As matters stand now, the USGSO policy is under review even as it is scheduled to take effect for the freshmen who appear on campus in five months. Should one of them eventually seek College endorsement for, say, a Rhodes Scholarship, or be chosen to serve as captain of a team, she or he will have to sign this statement:
I affirm my awareness of the College’s policy regarding the principle of non-discrimination, particularly with regard to membership in unrecognized single-gender social organizations. In taking a leadership position in a student organization/applying for a sponsored grant or fellowship/becoming a varsity athletic team captain, I affirm my compliance with that policy.
The affected students “must not have been a member of an unrecognized single-gender social organization for at least one year prior to application, and must remain unaffiliated with such organizations for at least one year after their tenure as holder of the fellowship or award”—meaning, in the case of students receiving multiyear fellowships, as long as a few years after graduation from the College.

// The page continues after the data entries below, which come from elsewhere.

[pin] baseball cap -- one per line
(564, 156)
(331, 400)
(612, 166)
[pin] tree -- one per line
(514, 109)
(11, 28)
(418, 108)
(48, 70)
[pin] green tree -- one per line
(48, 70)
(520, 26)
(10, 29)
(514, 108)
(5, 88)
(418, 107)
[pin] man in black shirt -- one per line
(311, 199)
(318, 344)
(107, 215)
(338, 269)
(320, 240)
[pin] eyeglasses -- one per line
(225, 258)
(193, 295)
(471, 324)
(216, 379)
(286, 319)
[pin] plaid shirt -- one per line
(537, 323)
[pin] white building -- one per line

Before these and other implementation guidelines were accepted by the dean, opponents of the USGSO policy pointed out an asymmetry:
- Students who join such organizations would no longer be eligible to lead recognized clubs, be recommended for fellowships, or be the captain of an athletic team. Electing to join a proscribed social organization forecloses the other options; and a violation of the affirmation statement is subject to adjudication by the Honor Council—the body set up to hear cases of plagiarism and cheating on exams.

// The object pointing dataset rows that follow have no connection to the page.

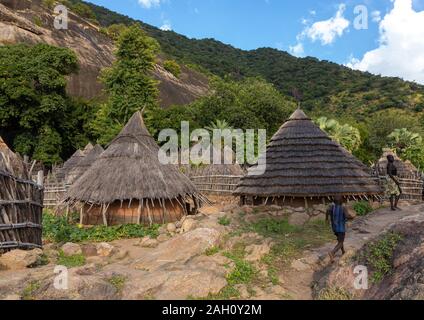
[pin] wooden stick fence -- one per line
(218, 185)
(21, 205)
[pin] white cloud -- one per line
(297, 50)
(167, 26)
(376, 16)
(401, 49)
(149, 3)
(328, 30)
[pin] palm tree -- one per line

- Yet at the same time, the faculty’s guidance to itself, governing rules for appointment and promotion of fellow faculty members, specifies among “unacceptable interview questions” that “may NOT be asked” during recruitment any inquiries “into an applicant’s membership in non-professional organizations (e.g., clubs, lodges, etc.).”
So at the same time that students may not join USGSOs without forfeiting other opportunities, faculty members are prohibited from making inquiries into prospective colleagues’ participation in precisely the same kinds of organizations.

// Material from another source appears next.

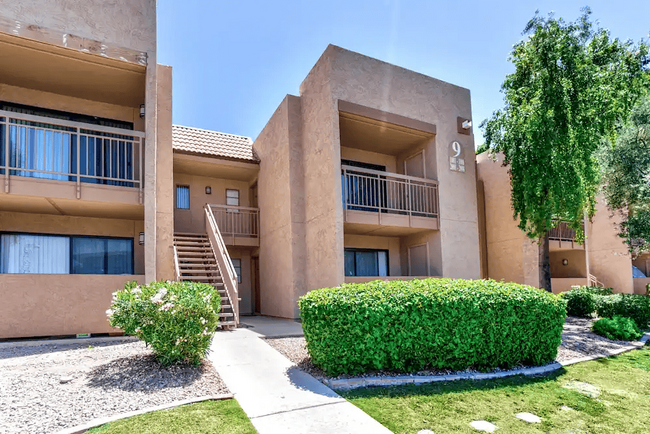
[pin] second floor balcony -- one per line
(388, 203)
(67, 160)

The faculty has not aired out such contradictions directly. For now, students entering this fall are subject to the policy governing USGSOs; at least some of them may expect to encounter the affirmation described above during their undergraduate years at Harvard. Should they wish to join a final club, fraternity, or sorority that has decided to pursue official recognition—so members could avoid being sanctioned—they will find that such organizations must adopt nondiscriminatory admissions policies and publish “the demographic breakdown of the organization’s membership”—a standard higher than that to which existing, recognized clubs are held.
Neither opponents nor proponents of the USGSO policy are content with all elements of undergraduate social life. Many strong opponents in fact find some behaviors associated with some final clubs, in particular, troublesome, and their existence as bastions of endowed privilege a contradiction to Harvard’s meritocratic aspirations. But the means by which changes might be brought about have proven troublesome—for some professors, deeply so. Even after months of policy pronouncements, debate, and elaboration of the procedures for the sanctions policy, it is unclear whether FAS has a smooth path toward measures that elicit anything like consensus.